Partial nephrectomy is also the standard of care for nearly all patients with small renal masses (<4 cm in size). Most renal masses between 4-7 centimeters can also be treated by partial nephrectomy if they are located in the proper position. Renal masses larger than 7 centimeters are generally treated with radical nephrectomy unless the tumor occurs in a solitary kidney, there are tumors on both sides or kidney function is bad. Patients who are told their tumors are too big or too hard for a partial nephrectomy may want to seek another opinion because surgeons who take care of many patients with kidney cancer are more often able to spare the kidney than those who only see a few cases.

=== Procedure ===

A partial nephrectomy is performed with a patient under general anesthesia as well. A partial nephrectomy can be performed through an open, laparoscopic or robotic approach. The patient is typically placed on the operating room bed lying on the side opposite the kidney tumor. The goal of the procedure is to remove the kidney tumor along with a thin rim of normal kidney tissue. Because the kidneys clean the blood, all blood eventually flows through the kidneys and 25% of it will go into the kidneys with each heart beat. In order to safely remove the kidney tumor, the blood flow to the kidney is often temporarily blocked off. The tumor is then cut out and the surgeon must sew the remaining kidney back together. Partial nephrectomy is often an alternative to complete, or radical, nephrectomy for renal cell cancer.

=== Complications ===

Patients who undergo partial nephrectomy experience complications around 15-25% of the time. The most common complications are bleeding, infection, and urinary leak.

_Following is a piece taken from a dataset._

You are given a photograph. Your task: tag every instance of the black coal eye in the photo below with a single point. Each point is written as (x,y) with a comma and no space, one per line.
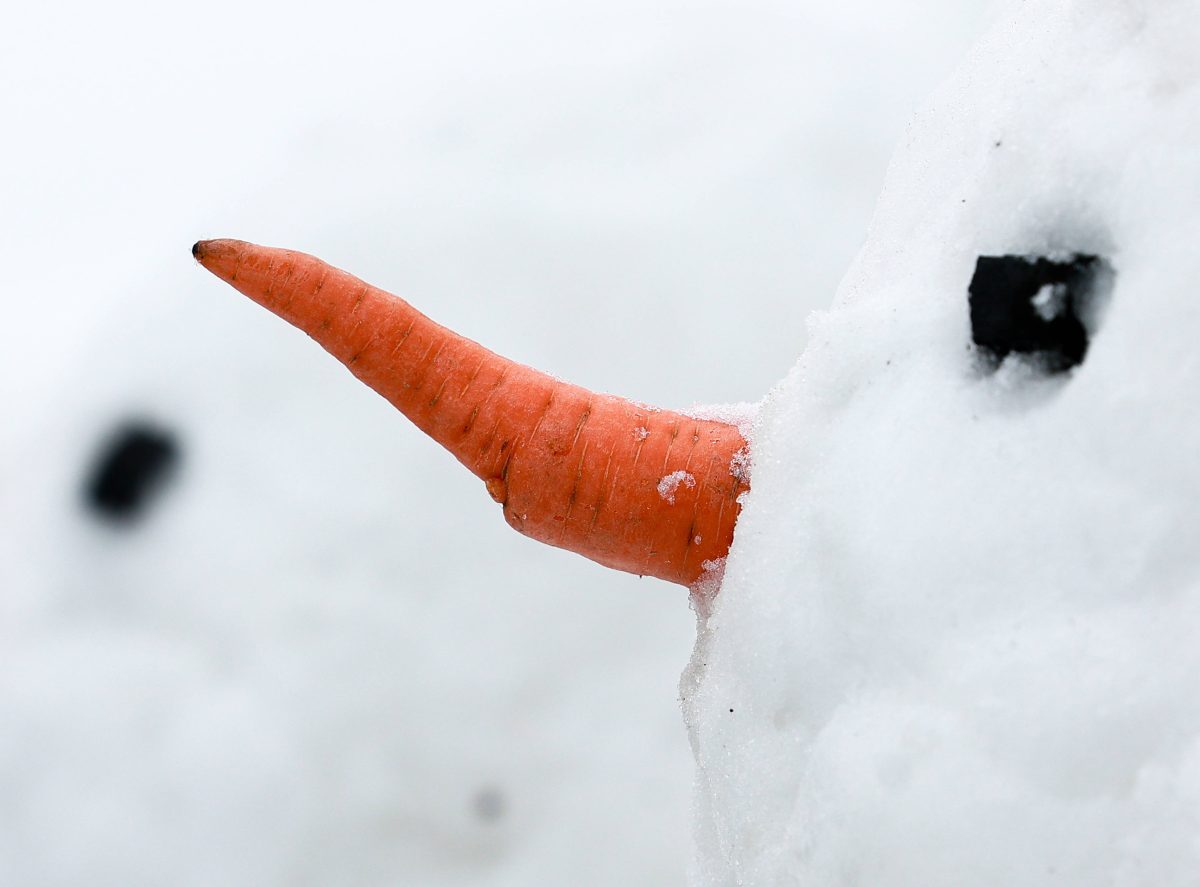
(129,471)
(1043,307)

=== Cancer control, quality of life, and survival ===

Partial nephrectomy offers the same chance of cure from the renal cell cancer as radical nephrectomy. This was confirmed in a recent meta-analysis.
Partial nephrectomy has been shown to maintain kidney function better than total removal. There is some debate whether this preservation of kidney function leads to long-term benefits to the patient. Some studies have found that patients treated by partial nephrectomy live longer than patients who had their whole kidney removed. Other studies have found the opposite.
Partial nephrectomy has been associated with better quality of life compared to radical nephrectomy.